A lightening fast GPU is absolutely pointless
without some lightening fast memory to partner it. DDR has served
the industry well for some time now but it has had its day and
it's time for something new. That something new is DDR2! Although
we have been told that the GeForceFX will ship with 1000MHz
DDR2 running at 2.0ns we'll no doubt see variants of the NV3X
ship with 2.2ns 900MHz memory and presumably at some point with
1.8ns 1100MHz DDR2 also.
Contrary to what many people were speculating
NVIDIA have decided to stay with a 128bit memory interface for
the time being. Clearly they feel the bandwidth afforded them
by DDRII along with the bandwidth saving features they've incorporated
give them enough headroom for at least this current generation
of products.
I'm assuming the memory actually used will be
Samsung's K4N26323AE-GC20 (and I could equally be totally wrong)

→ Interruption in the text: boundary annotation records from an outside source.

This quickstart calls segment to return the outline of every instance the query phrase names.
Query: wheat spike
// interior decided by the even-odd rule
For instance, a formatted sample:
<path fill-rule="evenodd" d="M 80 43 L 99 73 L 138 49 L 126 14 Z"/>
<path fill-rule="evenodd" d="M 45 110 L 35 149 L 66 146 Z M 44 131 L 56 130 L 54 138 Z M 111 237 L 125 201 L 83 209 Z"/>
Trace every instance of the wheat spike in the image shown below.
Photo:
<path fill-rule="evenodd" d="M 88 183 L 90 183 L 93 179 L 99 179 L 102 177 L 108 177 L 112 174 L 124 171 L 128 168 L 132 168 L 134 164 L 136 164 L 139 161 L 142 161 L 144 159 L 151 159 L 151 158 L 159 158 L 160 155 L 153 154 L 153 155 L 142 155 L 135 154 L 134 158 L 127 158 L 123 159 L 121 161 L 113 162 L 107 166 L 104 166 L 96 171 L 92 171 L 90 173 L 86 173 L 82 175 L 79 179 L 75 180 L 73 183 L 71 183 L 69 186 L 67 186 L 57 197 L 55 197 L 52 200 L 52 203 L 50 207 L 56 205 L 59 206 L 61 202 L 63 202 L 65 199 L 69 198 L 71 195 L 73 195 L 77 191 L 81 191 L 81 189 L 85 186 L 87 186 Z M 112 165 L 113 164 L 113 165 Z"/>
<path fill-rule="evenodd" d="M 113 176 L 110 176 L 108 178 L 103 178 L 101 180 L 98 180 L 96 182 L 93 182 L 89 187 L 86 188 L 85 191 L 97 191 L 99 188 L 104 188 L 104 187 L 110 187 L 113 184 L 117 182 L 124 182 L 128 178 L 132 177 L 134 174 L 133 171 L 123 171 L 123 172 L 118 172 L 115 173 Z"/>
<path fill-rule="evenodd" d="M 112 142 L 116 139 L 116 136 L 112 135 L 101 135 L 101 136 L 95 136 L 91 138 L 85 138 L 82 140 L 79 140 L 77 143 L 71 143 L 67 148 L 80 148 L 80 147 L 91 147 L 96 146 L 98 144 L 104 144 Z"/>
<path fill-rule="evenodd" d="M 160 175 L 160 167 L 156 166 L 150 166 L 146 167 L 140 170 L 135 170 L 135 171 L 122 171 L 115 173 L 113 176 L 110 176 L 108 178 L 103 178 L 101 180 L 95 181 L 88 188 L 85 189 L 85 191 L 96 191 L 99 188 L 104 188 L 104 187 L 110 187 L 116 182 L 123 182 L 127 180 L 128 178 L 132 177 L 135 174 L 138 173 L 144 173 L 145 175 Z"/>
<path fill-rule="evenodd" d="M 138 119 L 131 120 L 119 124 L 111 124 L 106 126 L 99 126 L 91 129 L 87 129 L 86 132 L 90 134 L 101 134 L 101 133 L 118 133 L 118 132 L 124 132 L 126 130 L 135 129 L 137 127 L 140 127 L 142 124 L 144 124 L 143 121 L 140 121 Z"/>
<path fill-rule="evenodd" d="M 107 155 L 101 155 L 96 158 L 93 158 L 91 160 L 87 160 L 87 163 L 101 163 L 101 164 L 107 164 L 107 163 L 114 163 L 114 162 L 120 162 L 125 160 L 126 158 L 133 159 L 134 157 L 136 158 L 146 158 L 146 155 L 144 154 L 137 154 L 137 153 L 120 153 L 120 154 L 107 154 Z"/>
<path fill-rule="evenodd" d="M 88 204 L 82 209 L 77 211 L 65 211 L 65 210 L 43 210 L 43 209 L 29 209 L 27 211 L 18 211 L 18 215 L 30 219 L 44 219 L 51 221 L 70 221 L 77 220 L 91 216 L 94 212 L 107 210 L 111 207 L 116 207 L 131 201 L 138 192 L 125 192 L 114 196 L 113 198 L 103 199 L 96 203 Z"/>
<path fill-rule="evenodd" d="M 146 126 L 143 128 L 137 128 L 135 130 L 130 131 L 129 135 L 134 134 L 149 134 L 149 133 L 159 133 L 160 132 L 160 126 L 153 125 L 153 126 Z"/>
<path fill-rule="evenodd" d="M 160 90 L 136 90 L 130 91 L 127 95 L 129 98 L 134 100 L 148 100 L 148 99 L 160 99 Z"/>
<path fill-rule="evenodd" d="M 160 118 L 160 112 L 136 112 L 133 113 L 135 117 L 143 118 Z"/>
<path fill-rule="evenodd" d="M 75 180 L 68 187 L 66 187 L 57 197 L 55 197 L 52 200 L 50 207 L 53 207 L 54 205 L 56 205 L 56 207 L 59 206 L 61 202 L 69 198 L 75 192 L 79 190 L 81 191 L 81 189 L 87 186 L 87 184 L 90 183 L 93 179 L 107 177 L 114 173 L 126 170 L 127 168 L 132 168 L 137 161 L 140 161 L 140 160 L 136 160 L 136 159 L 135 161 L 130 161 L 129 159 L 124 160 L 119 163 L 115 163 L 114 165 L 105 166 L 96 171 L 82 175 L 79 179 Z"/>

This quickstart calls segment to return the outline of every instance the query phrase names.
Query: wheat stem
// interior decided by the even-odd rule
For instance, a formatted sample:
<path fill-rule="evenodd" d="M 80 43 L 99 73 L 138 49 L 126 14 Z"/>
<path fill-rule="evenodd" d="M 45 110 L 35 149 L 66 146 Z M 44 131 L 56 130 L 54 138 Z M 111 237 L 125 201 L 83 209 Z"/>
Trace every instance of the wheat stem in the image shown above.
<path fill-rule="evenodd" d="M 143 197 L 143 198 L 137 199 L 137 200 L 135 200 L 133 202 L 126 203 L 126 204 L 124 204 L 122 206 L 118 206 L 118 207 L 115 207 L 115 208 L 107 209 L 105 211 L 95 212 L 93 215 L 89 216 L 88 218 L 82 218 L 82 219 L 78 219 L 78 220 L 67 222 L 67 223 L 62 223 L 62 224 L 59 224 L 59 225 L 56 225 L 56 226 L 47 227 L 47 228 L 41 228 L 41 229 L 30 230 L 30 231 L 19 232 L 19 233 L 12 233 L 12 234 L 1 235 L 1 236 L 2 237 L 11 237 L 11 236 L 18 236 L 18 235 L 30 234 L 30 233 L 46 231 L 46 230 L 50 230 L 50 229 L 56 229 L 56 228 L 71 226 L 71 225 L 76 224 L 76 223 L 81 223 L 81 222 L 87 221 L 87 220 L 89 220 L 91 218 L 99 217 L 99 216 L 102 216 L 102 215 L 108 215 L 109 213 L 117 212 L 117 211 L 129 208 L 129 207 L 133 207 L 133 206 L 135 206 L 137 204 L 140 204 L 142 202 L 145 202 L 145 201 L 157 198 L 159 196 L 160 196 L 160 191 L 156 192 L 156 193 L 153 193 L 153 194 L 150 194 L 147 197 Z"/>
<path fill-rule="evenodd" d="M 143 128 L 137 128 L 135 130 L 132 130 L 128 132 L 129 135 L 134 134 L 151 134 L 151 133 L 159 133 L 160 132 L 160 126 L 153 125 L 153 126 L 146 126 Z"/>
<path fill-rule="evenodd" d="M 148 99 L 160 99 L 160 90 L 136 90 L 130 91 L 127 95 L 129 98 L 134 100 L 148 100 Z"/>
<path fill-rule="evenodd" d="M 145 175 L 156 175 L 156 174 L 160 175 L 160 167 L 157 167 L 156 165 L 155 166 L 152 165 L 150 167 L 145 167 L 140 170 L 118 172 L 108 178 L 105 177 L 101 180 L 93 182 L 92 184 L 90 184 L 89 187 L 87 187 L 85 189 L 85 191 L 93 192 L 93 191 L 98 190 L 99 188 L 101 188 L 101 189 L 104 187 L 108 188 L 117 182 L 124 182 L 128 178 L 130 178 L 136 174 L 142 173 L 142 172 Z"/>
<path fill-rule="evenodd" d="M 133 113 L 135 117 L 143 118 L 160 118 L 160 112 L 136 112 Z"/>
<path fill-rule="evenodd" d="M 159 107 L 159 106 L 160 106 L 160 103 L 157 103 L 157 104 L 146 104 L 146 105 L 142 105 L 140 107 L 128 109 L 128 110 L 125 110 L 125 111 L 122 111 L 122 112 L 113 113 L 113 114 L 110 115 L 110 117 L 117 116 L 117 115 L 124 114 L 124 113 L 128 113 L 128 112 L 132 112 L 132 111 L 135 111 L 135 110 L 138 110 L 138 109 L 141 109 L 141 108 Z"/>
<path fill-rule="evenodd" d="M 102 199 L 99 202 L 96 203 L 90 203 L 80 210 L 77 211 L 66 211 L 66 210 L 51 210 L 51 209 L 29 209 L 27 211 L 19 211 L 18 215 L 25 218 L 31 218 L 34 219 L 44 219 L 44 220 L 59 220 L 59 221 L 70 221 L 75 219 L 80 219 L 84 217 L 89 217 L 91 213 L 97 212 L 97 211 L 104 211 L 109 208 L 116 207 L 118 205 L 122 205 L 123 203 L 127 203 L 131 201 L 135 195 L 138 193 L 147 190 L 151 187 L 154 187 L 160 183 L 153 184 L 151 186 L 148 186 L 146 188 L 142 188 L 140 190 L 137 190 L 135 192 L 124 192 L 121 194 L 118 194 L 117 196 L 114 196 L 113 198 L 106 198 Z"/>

but if it is the specs are as follows.
Features
2.5V ± 0.1V power supply for device
operation
1.8V ± 0.1V power supply for I/O interface
On-Die Termination for all inputs except CKE,ZQ
Output Driver Strength adjustment by EMRS
SSTL_18 compatible inputs/outputs
4 banks operation
MRS cycle with address key programs
- CAS latency : 5, 6, 7 (clock)
- Burst length : 4 only
- Burst type : sequential only
Additive latency (AL): 0,1(clock)
Read latency(RL) : CL+AL
Write latency(WL) : AL+1
Differential Data Strobes for Data-in, Date
out ;
- 4 DQS and /DQS(one differential strobe per byte)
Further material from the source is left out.